Though the system is well equilibrated and working fine with low rank MPI.
My mdp file:

integrator              = md
dt                      = 0.002
nsteps                  = 250000000
nstxout                 = 0
nstxout-compressed      = 50000 
nstvout                 = 0
nstfout                 = 0
nstcalcenergy           = 1000
nstenergy               = 50000
nstlog                  = 50000
;
cutoff-scheme           = Verlet
nstlist                 = 20
rlist                   = 1.2
coulombtype             = pme
rcoulomb                = 1.2
vdwtype                 = Cut-off
vdw-modifier            = Force-switch
rvdw_switch             = 1.0
rvdw                    = 1.2
;
tcoupl                  = v-rescale
tc_grps                 = LIPIDS SOLVENTS
tau_t                   = 0.1 0.1
ref_t                   = 310 310
;
pcoupl                  = Parrinello-Rahman
pcoupltype              = isotropic
tau_p                   = 5.0
compressibility         = 4.5e-5
ref_p                   = 1.0
;
constraints             = h-bonds
constraint_algorithm    = LINCS
continuation            = no
lincs-order		= 4
lincs-iter		= 1
;
gen-vel 		= yes
gen-seed 		= 234353
gen-temp 		= 310
;
nstcomm                 = 100
comm_mode               = linear
comm_grps               = System
;
refcoord_scaling        = com
; Pull parameters
pull 			= no

Also my run slurm script is:

#SBATCH --nodes=10
#SBATCH --ntasks-per-node=4   # 4 MPI tasks per node (one per GPU)
#SBATCH --cpus-per-task=6     # 6 OpenMP threads per MPI task
#SBATCH --gres=gpu:4          # Request 4 GPUs per node

mpirun --bind-to none -np 40 gmx_mpi mdrun -deffnm production -dlb yes -ntomp 6 -npme auto -nb gpu -pin on  -v

To address this, I have tried the following steps:

  1. Energy minimization was performed successfully.
  2. Extended NVT and NPT equilibration, but the issue still persists.
  3. Adjusted PME ranks (-npme auto and manual settings) without success.

Given these observations, could you suggest additional ways to troubleshoot or optimize my domain decomposition settings, PME parameters, or simulation stability?
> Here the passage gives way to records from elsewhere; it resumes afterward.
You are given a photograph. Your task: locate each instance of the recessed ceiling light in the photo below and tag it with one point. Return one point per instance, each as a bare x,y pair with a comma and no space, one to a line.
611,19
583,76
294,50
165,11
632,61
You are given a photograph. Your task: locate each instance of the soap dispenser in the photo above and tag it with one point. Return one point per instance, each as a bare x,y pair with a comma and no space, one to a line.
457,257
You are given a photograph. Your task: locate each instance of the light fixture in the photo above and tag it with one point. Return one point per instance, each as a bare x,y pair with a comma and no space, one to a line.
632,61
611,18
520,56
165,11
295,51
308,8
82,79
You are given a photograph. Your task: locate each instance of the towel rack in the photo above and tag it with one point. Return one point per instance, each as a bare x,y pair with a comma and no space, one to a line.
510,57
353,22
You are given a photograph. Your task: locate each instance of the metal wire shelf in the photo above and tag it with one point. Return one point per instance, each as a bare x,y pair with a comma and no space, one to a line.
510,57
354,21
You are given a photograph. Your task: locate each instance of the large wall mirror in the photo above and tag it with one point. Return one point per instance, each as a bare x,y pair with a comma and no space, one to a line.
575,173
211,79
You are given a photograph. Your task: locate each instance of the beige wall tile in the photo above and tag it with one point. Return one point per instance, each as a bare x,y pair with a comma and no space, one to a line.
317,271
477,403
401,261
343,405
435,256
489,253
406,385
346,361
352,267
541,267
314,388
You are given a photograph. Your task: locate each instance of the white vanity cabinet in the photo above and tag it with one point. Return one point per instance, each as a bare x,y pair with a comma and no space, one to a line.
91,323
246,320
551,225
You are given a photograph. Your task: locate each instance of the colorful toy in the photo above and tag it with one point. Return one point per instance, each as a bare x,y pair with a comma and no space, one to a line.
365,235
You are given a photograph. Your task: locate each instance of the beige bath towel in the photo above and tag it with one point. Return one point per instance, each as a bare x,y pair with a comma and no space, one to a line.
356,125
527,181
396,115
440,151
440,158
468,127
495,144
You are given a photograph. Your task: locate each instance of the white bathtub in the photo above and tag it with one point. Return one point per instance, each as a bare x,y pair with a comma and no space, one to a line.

Are there any specific .mdp settings or MPI decomposition strategies that could help mitigate this issue?

Any insights would be greatly appreciated! Thank you.

I suggest first checking whether a non-PLUMED build using a more recent GROMACS 2024.5 runs without issues.

I tried it with newer version and without plumed but it is giving the same error. but If I decrease the rank It is working without throwing any errors.